この記事は、次のような方を対象にしています。

・EMOROCO CRM Liteと自社の基幹システム・会計システムを連携させたいエンジニア
・Power Automateなどのワークフロー自動化ツールと組み合わせたい情報システム担当者
・導入支援パートナーとして、顧客向けにシステム連携を設計する立場の方

REST APIやWebhook、OAuth的な認証の基本的な概念について、ある程度の知識があることを前提としています。

2. REST APIの全体像

EMOROCO CRM Liteは、汎用的なREST APIを標準で提供しています。
特別な有料オプションではなく、標準機能としてすべてのテナントで利用できます。

一般的なREST API設計と同様に、エンティティ(企業・コンタクト・活動履歴・案件など)に対してHTTPメソッド(GET/POST/PUT/DELETEなど)を使ってデータの参照・作成・更新・削除を行う構成になっています。
特定のエンティティに限定されたAPIではなく、CRM上で管理しているすべてのエンティティに対して、標準でAPI経由のアクセスが可能です。

3. 認証方式:APIキー認証

外部システムからEMOROCO CRM LiteのAPIにアクセスする際の認証方式は、APIキー認証です。

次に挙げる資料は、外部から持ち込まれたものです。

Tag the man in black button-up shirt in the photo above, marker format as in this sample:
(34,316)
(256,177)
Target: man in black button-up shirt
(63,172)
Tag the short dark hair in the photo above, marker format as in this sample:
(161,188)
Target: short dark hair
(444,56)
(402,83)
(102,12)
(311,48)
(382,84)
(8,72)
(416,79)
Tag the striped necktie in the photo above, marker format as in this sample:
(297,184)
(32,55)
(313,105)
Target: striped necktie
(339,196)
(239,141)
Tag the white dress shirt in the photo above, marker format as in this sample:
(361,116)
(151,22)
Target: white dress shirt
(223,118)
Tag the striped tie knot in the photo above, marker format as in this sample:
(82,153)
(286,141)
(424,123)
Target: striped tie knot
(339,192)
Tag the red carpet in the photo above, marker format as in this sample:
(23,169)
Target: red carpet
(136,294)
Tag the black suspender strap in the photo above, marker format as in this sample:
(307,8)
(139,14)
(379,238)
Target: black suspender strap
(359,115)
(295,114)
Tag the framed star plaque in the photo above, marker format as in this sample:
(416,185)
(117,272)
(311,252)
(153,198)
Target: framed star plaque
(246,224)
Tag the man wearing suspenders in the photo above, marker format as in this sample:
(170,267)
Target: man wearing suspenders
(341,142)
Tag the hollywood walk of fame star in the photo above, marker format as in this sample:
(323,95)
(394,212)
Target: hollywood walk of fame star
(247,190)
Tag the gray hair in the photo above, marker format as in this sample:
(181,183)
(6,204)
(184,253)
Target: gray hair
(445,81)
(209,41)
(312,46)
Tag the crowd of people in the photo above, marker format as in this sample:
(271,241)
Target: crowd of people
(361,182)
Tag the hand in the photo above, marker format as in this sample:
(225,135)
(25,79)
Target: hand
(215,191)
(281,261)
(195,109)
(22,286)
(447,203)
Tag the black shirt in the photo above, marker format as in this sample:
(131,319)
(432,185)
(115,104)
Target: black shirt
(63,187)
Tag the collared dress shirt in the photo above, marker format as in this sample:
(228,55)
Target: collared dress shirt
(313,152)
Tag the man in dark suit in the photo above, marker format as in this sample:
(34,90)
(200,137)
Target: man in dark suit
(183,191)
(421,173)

テナントごとに発行されるAPIキーをリクエストヘッダーに含める形でAPIを呼び出します。

設計上の注意点

・APIキーは、環境変数やシークレット管理の仕組みを使って、ソースコードに直接書き込まないようにする
・用途ごとに複数のAPIキーを発行できる場合は、連携先システムごとにキーを分けて発行し、万が一の漏洩時に影響範囲を限定できるようにする
・定期的なキーのローテーションを運用ルールとして組み込む

4. API仕様書(Swagger/OpenAPI)の活用

EMOROCO CRM Liteでは、Swagger(OpenAPI)形式のAPI仕様書が自動生成されます。
これにより、次のようなメリットがあります。

  • エンドポイント一覧、リクエスト・レスポンスのスキーマを、ドキュメントとして自動的に把握できる
  • Swagger UIやPostmanなどのツールに仕様書を取り込み、実際にAPIを試しながら開発できる
  • OpenAPIスキーマからクライアントコードを自動生成するツールと組み合わせて、連携開発の工数を削減できる

エンティティやフィールドをノーコードで追加・変更すると、それに応じてAPI仕様も自動的に更新されるため、手動でドキュメントを管理する手間がかからない点も開発者にとって利点になります。

5. 各エンティティへのアクセスパターン

企業・コンタクト・活動履歴・案件といった標準エンティティに加え、ノーコードで追加した独自エンティティもすべて同じAPIの仕組みでアクセスできます。

一般的なアクセスパターンのイメージ

  • 一覧取得:対象エンティティのコレクションに対してGETリクエストを送り、条件に応じたフィルタリングを行う
  • 単一レコード取得:レコードのIDを指定してGETリクエストを送る
  • レコード作成:POSTリクエストで、必須フィールドを含むJSONボディを送信する
  • レコード更新:PUTまたはPATCHリクエストで、更新したいフィールドを送信する

具体的なエンドポイントのパスやパラメータ名は、テナントごとに発行されるAPI仕様書(Swagger/OpenAPI)を必ず確認してください。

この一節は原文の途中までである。